Intro
In my previous work experience, data migrations arrived in the final phase of the project when the development activities were almost completed. The migrations, always minor, concerned the loading of customers, suppliers, chart of accounts and little else. In the current company where I work, Dedalus, data migrations have represented and still represent an important part of the new ERP implementation process. In this post I would like to give you some methodological suggestions that I have obtained in the work experience of the last few months.
Method – Approach
The key concept of this post is, in pure agile methodology, migrations must be addressed and started as soon as possible. Starting in the early stages of the project to talk about migrations, there are only benefits. In fact, planning the migration activity means starting to carry out analysis sessions in which it will be possible to define which data within the legacy systems it is important to consider. During this data exploration activity of legacy systems it will be discovered (unfortunately) that many existing data are inconsistent, incorrect or dirty and it will therefore be necessary to perform data cleansing in order to obtain information that is atomic, coherent and clean.
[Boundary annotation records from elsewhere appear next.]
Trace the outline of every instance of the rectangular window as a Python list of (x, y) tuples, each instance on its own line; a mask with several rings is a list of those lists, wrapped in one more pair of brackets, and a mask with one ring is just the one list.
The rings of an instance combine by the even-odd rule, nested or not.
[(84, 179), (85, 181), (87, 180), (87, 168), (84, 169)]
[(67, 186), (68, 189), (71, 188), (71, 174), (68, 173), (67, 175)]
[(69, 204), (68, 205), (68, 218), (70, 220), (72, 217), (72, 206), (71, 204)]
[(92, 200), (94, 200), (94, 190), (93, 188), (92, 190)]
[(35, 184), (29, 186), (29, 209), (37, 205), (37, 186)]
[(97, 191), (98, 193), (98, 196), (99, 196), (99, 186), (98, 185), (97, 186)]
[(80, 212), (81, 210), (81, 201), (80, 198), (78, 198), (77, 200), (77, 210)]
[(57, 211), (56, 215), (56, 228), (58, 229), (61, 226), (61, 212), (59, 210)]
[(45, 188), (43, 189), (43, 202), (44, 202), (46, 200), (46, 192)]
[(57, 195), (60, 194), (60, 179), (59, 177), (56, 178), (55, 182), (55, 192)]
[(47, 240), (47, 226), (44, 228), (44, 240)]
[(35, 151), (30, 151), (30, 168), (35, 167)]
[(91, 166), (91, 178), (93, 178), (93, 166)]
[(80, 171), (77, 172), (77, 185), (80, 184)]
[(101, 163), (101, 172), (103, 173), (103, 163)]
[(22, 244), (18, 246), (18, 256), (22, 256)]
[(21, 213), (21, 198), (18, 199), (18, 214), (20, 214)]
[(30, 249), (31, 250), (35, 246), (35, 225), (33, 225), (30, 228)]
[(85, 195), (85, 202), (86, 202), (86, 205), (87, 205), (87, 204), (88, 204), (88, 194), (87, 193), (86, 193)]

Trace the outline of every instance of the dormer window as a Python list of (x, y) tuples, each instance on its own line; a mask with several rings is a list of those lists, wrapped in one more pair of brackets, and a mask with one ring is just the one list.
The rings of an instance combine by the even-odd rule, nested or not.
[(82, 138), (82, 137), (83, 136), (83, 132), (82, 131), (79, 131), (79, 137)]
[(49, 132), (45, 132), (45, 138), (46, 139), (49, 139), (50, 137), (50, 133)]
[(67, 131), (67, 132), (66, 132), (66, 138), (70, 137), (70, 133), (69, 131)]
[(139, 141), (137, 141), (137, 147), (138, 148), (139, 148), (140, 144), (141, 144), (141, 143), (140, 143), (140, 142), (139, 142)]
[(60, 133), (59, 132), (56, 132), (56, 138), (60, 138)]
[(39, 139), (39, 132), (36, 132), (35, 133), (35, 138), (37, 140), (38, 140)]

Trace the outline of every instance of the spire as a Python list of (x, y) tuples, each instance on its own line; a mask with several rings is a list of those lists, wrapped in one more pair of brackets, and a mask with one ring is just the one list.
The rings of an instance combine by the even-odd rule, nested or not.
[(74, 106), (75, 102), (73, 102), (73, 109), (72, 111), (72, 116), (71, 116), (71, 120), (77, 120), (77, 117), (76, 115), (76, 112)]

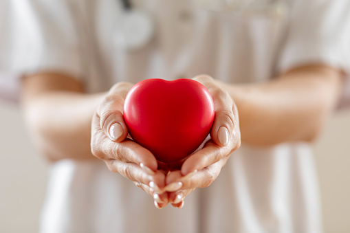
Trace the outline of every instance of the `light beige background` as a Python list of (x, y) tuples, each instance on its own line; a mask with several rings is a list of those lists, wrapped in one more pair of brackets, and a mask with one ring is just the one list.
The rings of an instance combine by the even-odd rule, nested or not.
[[(350, 232), (350, 110), (332, 117), (315, 144), (325, 232)], [(47, 166), (17, 107), (0, 101), (0, 232), (37, 232)]]

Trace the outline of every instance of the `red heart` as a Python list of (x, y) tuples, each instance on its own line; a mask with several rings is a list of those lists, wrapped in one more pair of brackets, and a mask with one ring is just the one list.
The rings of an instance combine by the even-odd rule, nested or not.
[(146, 79), (128, 93), (124, 119), (133, 139), (157, 160), (171, 163), (193, 153), (214, 122), (209, 91), (191, 79)]

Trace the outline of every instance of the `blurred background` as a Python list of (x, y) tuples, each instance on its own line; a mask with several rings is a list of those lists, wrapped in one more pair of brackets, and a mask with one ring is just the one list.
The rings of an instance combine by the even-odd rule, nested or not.
[[(325, 232), (350, 232), (350, 109), (337, 112), (314, 146)], [(48, 166), (18, 106), (0, 100), (0, 232), (38, 231)]]

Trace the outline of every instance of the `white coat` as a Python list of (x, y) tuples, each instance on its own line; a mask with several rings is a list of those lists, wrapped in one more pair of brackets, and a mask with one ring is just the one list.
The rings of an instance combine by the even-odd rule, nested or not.
[[(116, 0), (8, 0), (0, 15), (0, 70), (49, 70), (83, 82), (89, 92), (119, 81), (190, 78), (264, 82), (293, 67), (322, 63), (350, 71), (350, 1), (257, 1), (241, 14), (192, 1), (133, 1), (155, 22), (136, 51), (112, 43), (122, 11)], [(274, 5), (277, 4), (277, 5)], [(279, 4), (279, 5), (278, 5)], [(310, 146), (243, 144), (209, 187), (183, 209), (152, 199), (102, 162), (63, 160), (50, 170), (41, 232), (322, 232)]]

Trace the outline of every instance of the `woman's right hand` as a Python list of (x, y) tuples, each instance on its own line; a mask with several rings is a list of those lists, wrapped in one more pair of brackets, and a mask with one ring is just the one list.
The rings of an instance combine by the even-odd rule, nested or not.
[(128, 178), (151, 196), (156, 207), (162, 208), (168, 203), (164, 192), (166, 173), (157, 169), (157, 162), (149, 150), (127, 137), (122, 112), (132, 87), (129, 82), (117, 83), (97, 108), (91, 123), (91, 152), (111, 171)]

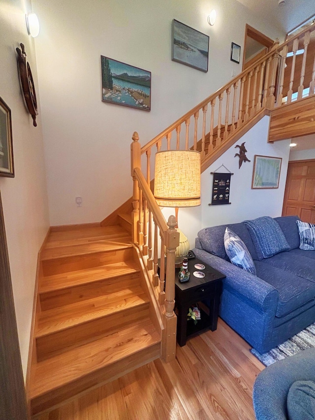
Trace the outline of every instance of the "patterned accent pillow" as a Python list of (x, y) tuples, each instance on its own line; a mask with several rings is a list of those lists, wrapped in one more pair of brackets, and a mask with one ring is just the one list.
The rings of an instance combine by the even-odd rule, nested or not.
[(224, 248), (232, 264), (256, 275), (256, 267), (246, 245), (228, 227), (224, 233)]
[(300, 220), (297, 220), (296, 224), (300, 234), (300, 249), (315, 250), (315, 225)]

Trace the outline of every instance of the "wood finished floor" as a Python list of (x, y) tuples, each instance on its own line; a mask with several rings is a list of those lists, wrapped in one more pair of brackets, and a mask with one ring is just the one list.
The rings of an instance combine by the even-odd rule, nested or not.
[(158, 359), (39, 420), (255, 420), (252, 395), (263, 368), (250, 346), (219, 319)]

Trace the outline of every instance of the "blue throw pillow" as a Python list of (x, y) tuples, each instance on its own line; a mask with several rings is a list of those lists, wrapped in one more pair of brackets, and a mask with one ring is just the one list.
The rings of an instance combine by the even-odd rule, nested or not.
[(297, 220), (296, 224), (300, 234), (300, 249), (315, 250), (315, 225), (300, 220)]
[(289, 389), (286, 407), (289, 420), (314, 420), (315, 383), (296, 381)]
[(228, 227), (224, 233), (224, 248), (232, 264), (256, 275), (256, 267), (246, 245)]

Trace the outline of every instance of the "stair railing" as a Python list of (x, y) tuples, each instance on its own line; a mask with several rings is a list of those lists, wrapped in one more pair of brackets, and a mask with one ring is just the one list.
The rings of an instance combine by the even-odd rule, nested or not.
[[(137, 247), (152, 284), (163, 317), (161, 357), (166, 361), (175, 357), (177, 318), (175, 305), (175, 251), (179, 233), (174, 216), (166, 223), (141, 168), (141, 147), (138, 133), (131, 144), (131, 176), (133, 182), (132, 240)], [(158, 239), (160, 247), (158, 249)], [(164, 250), (166, 264), (164, 264)], [(158, 270), (158, 256), (160, 263)], [(166, 270), (165, 270), (166, 268)]]

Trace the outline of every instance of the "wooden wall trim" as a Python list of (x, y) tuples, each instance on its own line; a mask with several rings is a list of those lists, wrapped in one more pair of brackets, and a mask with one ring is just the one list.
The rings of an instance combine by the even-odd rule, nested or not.
[(29, 418), (0, 195), (0, 419)]
[(268, 141), (315, 133), (315, 96), (273, 109)]
[(39, 278), (42, 274), (41, 272), (42, 267), (40, 263), (41, 259), (41, 254), (45, 248), (48, 237), (51, 232), (51, 227), (49, 227), (46, 233), (45, 239), (43, 241), (41, 247), (38, 252), (37, 256), (37, 264), (36, 270), (36, 278), (35, 279), (35, 287), (34, 288), (34, 298), (33, 299), (33, 311), (32, 317), (32, 324), (31, 326), (31, 334), (30, 336), (30, 347), (29, 349), (29, 358), (28, 359), (28, 368), (26, 374), (26, 389), (27, 400), (28, 404), (28, 410), (29, 413), (31, 413), (31, 406), (30, 399), (28, 397), (28, 390), (29, 384), (31, 381), (31, 374), (32, 368), (34, 363), (36, 362), (36, 346), (35, 344), (35, 331), (36, 327), (36, 321), (38, 319), (36, 315), (40, 311), (40, 302), (38, 294), (38, 284)]

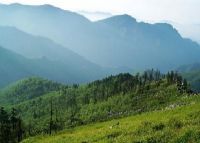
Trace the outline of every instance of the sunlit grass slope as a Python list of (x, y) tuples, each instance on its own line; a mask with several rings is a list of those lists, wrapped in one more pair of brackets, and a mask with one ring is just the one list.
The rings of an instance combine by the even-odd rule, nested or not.
[(198, 143), (200, 97), (184, 96), (182, 100), (190, 103), (28, 138), (23, 143)]

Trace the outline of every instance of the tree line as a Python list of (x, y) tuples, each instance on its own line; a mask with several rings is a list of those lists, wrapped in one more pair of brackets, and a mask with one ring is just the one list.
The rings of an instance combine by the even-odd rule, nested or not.
[(18, 143), (23, 138), (22, 120), (15, 108), (7, 112), (0, 107), (0, 142)]

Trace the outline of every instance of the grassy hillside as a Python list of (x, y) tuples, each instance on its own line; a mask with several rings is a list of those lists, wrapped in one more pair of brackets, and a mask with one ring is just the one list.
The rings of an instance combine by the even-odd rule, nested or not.
[(197, 143), (200, 140), (200, 97), (183, 107), (170, 105), (162, 111), (89, 124), (52, 136), (28, 138), (23, 143)]
[[(182, 82), (182, 81), (181, 81)], [(182, 101), (187, 90), (173, 72), (162, 75), (119, 74), (86, 85), (64, 86), (42, 79), (27, 79), (5, 89), (1, 104), (15, 107), (24, 121), (25, 136), (161, 110)], [(14, 102), (13, 102), (14, 101)], [(52, 116), (51, 116), (52, 115)]]

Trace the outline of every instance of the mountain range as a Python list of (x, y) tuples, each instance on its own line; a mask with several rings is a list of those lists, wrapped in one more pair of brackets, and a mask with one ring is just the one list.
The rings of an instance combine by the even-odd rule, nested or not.
[(49, 38), (104, 67), (175, 69), (199, 62), (200, 46), (170, 24), (137, 22), (129, 15), (91, 22), (51, 5), (0, 5), (0, 25)]

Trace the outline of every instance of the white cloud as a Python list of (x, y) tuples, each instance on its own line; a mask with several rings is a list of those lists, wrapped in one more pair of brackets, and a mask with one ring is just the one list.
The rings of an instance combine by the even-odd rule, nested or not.
[(0, 3), (13, 2), (52, 4), (66, 10), (82, 11), (92, 20), (105, 18), (106, 15), (86, 14), (83, 11), (108, 12), (113, 15), (126, 13), (146, 22), (173, 21), (179, 23), (175, 26), (184, 36), (200, 41), (200, 25), (197, 25), (200, 23), (200, 0), (0, 0)]
[(130, 14), (145, 21), (200, 23), (200, 0), (0, 0), (1, 3), (53, 4), (72, 11)]

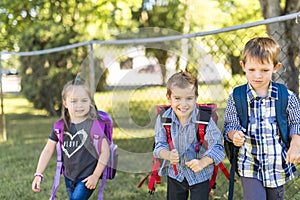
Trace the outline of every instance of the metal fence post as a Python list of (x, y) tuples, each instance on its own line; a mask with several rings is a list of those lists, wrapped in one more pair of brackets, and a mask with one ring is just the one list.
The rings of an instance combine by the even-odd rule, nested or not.
[(3, 70), (2, 70), (2, 59), (1, 59), (1, 54), (0, 54), (0, 95), (1, 95), (1, 123), (2, 123), (2, 136), (3, 136), (3, 141), (7, 140), (6, 136), (6, 124), (5, 124), (5, 114), (4, 114), (4, 109), (3, 109), (3, 88), (2, 88), (2, 75), (3, 75)]

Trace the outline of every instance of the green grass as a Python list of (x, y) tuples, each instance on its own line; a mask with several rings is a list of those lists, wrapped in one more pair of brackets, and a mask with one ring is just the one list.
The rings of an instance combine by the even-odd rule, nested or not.
[[(201, 91), (202, 93), (204, 92)], [(203, 95), (199, 96), (199, 99), (204, 99), (205, 102), (212, 101)], [(148, 194), (147, 182), (141, 188), (137, 188), (140, 180), (151, 168), (155, 106), (167, 103), (165, 89), (156, 87), (135, 91), (103, 92), (96, 94), (95, 100), (99, 109), (112, 115), (115, 125), (114, 142), (122, 150), (122, 153), (126, 153), (119, 157), (119, 166), (123, 170), (117, 172), (114, 180), (107, 180), (104, 199), (165, 199), (165, 177), (162, 178), (162, 184), (156, 187), (156, 193), (153, 196)], [(218, 126), (222, 129), (226, 99), (218, 99), (216, 102), (219, 106)], [(43, 110), (34, 109), (32, 104), (21, 95), (6, 94), (4, 96), (4, 112), (8, 140), (5, 142), (0, 140), (0, 199), (49, 199), (55, 173), (56, 155), (44, 173), (45, 178), (42, 182), (41, 192), (32, 192), (31, 183), (39, 154), (47, 141), (53, 122), (57, 118), (47, 116)], [(0, 136), (0, 138), (2, 137)], [(129, 154), (145, 153), (145, 156), (138, 157), (138, 159), (134, 156), (132, 158), (128, 152)], [(150, 157), (147, 157), (149, 155)], [(227, 159), (224, 164), (228, 167)], [(124, 166), (127, 167), (127, 170)], [(143, 169), (143, 171), (137, 169)], [(98, 188), (99, 186), (100, 184), (98, 184)], [(98, 188), (91, 199), (97, 199)], [(227, 189), (228, 181), (222, 172), (219, 172), (214, 199), (227, 199)], [(300, 181), (297, 178), (287, 185), (286, 198), (300, 199), (299, 189)], [(237, 178), (234, 199), (242, 199), (241, 192), (240, 181)], [(59, 200), (68, 199), (62, 178), (57, 196)]]

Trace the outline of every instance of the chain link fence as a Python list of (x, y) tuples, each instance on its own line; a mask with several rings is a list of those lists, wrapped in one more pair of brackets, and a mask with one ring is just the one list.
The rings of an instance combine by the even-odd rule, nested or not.
[[(278, 34), (279, 32), (274, 32), (269, 36), (280, 38)], [(119, 42), (92, 41), (57, 51), (68, 51), (79, 46), (91, 47), (92, 44), (89, 58), (79, 68), (79, 72), (89, 79), (91, 71), (92, 74), (97, 74), (99, 66), (108, 69), (107, 88), (95, 93), (95, 101), (98, 108), (109, 112), (114, 120), (114, 141), (119, 147), (118, 170), (140, 175), (151, 171), (154, 123), (157, 116), (155, 107), (168, 103), (164, 86), (167, 78), (179, 69), (187, 69), (195, 74), (199, 80), (198, 102), (217, 104), (218, 127), (223, 131), (227, 97), (235, 86), (246, 83), (239, 66), (242, 49), (255, 36), (268, 36), (266, 24), (262, 22), (234, 27), (232, 30), (191, 35), (178, 35), (172, 30), (158, 28), (140, 29), (139, 33), (119, 35), (120, 39), (137, 39)], [(53, 56), (56, 54), (55, 51), (49, 53)], [(12, 55), (32, 56), (29, 52)], [(282, 53), (280, 61), (285, 59), (288, 57)], [(100, 60), (102, 64), (95, 60)], [(103, 78), (102, 72), (100, 70), (99, 75), (91, 76), (91, 86), (97, 85), (98, 80)], [(284, 66), (275, 74), (274, 80), (283, 82), (283, 73)], [(227, 158), (224, 164), (229, 170)], [(212, 199), (227, 199), (228, 185), (228, 180), (219, 172)], [(285, 188), (285, 199), (300, 198), (299, 178), (288, 183)], [(238, 178), (234, 199), (242, 199)]]

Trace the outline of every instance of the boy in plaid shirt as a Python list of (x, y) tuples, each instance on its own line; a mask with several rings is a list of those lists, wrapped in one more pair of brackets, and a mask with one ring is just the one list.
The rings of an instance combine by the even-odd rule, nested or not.
[(280, 48), (271, 38), (248, 41), (240, 65), (247, 78), (248, 127), (241, 127), (231, 94), (225, 111), (224, 137), (239, 148), (238, 173), (244, 199), (284, 199), (283, 185), (296, 177), (295, 164), (300, 161), (300, 104), (288, 90), (288, 130), (290, 147), (283, 142), (276, 121), (275, 101), (278, 88), (272, 73), (280, 67)]

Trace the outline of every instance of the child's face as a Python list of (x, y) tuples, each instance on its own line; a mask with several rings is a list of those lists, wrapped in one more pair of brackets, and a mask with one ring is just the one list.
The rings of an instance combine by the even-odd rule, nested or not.
[(257, 59), (248, 59), (246, 63), (240, 62), (246, 73), (246, 78), (255, 91), (267, 91), (272, 74), (280, 68), (280, 63), (275, 67), (273, 63), (260, 63)]
[(90, 111), (91, 100), (83, 87), (74, 86), (67, 93), (63, 104), (69, 111), (71, 121), (79, 122), (87, 117)]
[(167, 99), (181, 122), (188, 120), (197, 101), (193, 85), (186, 88), (174, 86), (171, 96), (167, 95)]

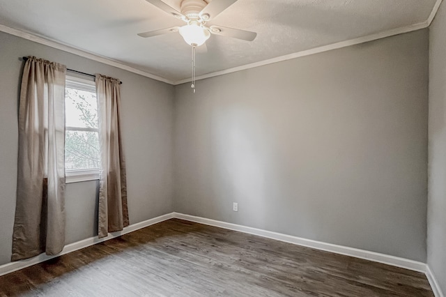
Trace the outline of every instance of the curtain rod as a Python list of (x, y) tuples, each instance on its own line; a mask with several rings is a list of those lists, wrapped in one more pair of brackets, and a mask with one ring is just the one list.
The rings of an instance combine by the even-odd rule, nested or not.
[[(28, 60), (28, 57), (27, 56), (22, 56), (22, 59), (23, 59), (23, 61), (25, 61), (26, 60)], [(72, 70), (72, 69), (67, 68), (67, 70), (71, 71), (72, 73), (79, 73), (79, 74), (82, 74), (82, 75), (84, 75), (91, 76), (91, 77), (96, 77), (96, 75), (91, 75), (90, 73), (83, 73), (82, 71), (77, 71), (77, 70)], [(122, 82), (119, 82), (119, 84), (123, 84)]]

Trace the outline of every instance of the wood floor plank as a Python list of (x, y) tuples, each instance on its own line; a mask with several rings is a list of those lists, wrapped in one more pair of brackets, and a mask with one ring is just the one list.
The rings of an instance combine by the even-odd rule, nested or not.
[(423, 273), (178, 219), (0, 277), (0, 296), (433, 296)]

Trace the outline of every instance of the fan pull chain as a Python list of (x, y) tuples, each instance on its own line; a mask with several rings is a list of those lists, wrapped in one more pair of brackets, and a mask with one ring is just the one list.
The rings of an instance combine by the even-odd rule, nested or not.
[(192, 43), (192, 84), (190, 87), (194, 90), (195, 93), (195, 45)]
In addition to the analysis of the legacy systems, of course, the new target system that is coming to life in the meantime must be understood. Usually the first stages of migrations concern master data which in the case of an ERP are global address books with addresses and contacts, customers, vendors and only subsequently transactional data.
The purpose of the migration is therefore to make a mapping between the information of the legacy systems and the target system. By performing this analysis, one can then begin to understand how the new target system works. Understanding which are the key and mandatory fields of basic entities such as global address books, customers or suppliers is in fact the first step in becoming familiar with a new ERP.
With this analysis / mapping activity it is therefore possible to find out if, in the development of the new system, it is necessary to add new fields to contain information that, in legacy systems, were of fundamental importance. From these words we understand how the migration activity is necessarily iterative and how, by inserting it in an agile context, we can only have benefits.
Tools
To carry out data migrations, as mentioned, the architectural pattern to use is certainly pipes&filters. To implement this pattern, you can choose from software already available on the market (both open source and paid – with license) or you can decide to create your own ETL software.
To make this choice it is essential to understand:
- can the data structure of legacy systems change? (generally it should be stable but it may happen that you have to consider new tables)
- is the data structure of the target system stable enough? (since the target system is under development, new fields or even new tables could be added)
- is the transformation process simple or is it necessary to write very complex code scripts to transform the data?
The answer to these three questions will determine whether a particular ETL tool is right for you. For example, if the input and output data structure is subject to change, it will be essential to find software that is able to vary the mapping with sufficient ease. If the transformation logic is complex, you have to be careful to find software that allows you to easily write code (and I had a hard time finding this one). In my case, given the complexity of the work, I decided to write a C#-based ETL from scratch. For the interface part with the database I choose to use a MicroOrm based on Dapper.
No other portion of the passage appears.